The defense urged by the defendant Lumpkins was that he had authority from a man named Brown to sell the engine for $200 and he ypas to receive a commission of $25; he testified that he told Brown that Dr. Hellman wanted to buy a secondhand engine, but would not pay over $200; that Brown said he and Joe Anderson, his partner, would sell and give a bill of sale of the engine; that they would hire Bill Cantrell to haul the engine to Konawa; that he went out on 'Cantrell’s truck, and Brown and two other fellows followed in a Buiek car; that they disconnected and loaded the engine; that he went with Cantrell on the truck to Konawa; that when they got there Mr. Osmun, acting for Dr. Heilman, said he thought $100 was too much to charge for hauling the engine; witness called Dr. Heilman over the phone, and the doctor told him he would arrange that when they returned; that when they returnel to Duncan both were arrested.
As a witness in his own behalf, the defendant Cantrell testified that Sid Lumpkins told him that he had bought an engine for Dr. Heilman, and wanted him to *144haul it; that he went into the supply house and found that the engine weighed 4,000 pounds; that he came back and Lumpkins said that he had an order from Dr. Heilman authorizing Mr. Osmun to pay for the drayage; that he agreed to haul it, and drove out to the lease with Lumpkins; three other men were there and they loaded the engine on the truck and he hauled it over to Konawa, and Lumpkins went with him; that when it was unloaded Mr. Osmun asked him what the drayage was, and he told him that he was supposed to get $100; that his truck registered 110 miles; that he did not receive his pay, and when he returned to Duncan was arrested; that Lump-kins said that he was to receive $25 for selling the engine ; that he was never before arrested.
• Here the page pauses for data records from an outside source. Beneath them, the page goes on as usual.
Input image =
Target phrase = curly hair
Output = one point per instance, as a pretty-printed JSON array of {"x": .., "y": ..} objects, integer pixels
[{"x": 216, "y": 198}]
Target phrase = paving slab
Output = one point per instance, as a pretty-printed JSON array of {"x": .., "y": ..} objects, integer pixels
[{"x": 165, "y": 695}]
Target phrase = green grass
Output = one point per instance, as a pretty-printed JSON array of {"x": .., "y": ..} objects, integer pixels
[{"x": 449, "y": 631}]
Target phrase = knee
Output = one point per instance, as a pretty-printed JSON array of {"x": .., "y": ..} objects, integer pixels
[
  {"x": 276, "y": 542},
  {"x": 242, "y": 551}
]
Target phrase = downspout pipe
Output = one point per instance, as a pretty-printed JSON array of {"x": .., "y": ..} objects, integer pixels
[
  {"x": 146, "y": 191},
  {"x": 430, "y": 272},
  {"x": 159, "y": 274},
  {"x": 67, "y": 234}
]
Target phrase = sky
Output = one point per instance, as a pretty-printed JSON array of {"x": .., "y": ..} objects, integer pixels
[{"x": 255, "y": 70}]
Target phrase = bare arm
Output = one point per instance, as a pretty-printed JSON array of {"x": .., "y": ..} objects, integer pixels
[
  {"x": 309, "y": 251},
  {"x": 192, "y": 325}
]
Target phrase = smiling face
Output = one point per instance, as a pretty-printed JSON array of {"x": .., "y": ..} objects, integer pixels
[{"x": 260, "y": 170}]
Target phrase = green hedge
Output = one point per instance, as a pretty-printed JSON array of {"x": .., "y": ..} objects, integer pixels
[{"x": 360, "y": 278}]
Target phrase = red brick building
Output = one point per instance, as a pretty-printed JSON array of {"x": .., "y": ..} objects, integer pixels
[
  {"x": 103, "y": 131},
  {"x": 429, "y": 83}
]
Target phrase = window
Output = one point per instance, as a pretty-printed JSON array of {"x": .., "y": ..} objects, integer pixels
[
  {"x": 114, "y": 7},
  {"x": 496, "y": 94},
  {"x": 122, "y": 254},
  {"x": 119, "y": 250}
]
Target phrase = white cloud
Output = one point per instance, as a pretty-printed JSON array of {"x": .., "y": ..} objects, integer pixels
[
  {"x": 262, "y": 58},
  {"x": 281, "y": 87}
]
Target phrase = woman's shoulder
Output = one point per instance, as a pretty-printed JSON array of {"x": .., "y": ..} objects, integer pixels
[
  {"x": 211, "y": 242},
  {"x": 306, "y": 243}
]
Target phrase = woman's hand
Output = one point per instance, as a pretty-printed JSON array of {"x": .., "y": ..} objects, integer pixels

As to the defendant Lumpkins, the verdict has ample support, and the record presents no error. As to the defendant Cantrell, we cannot say that the evidence is sufficient to sustain his conviction. No witness for the state connects him with the transactions leading up to the taking of the engine; his claim that he was acting in good faith, under the direction of his codefendant is not disputed, and it was not shown that he had personal knowledge as to the ownership of the engine. It also appears that the trial judge expressed a doubt as to the sufficiency of the evidence to support the verdict against this defendant.
After a careful examination of the record, we conclude that the evidence is insufficient to support the verdict and judgment of conviction against the defendant Bill Cantrell. The judgment as to him is accordingly reversed.
In our opinion the evidence on the part of the state was amply sufficient to sustain the verdict against the *145defendant Sid Lumpkins, and finding no prejudicial error, the judgment is affirmed.
BESSEY, P. J., and EDWARDS, J., concur.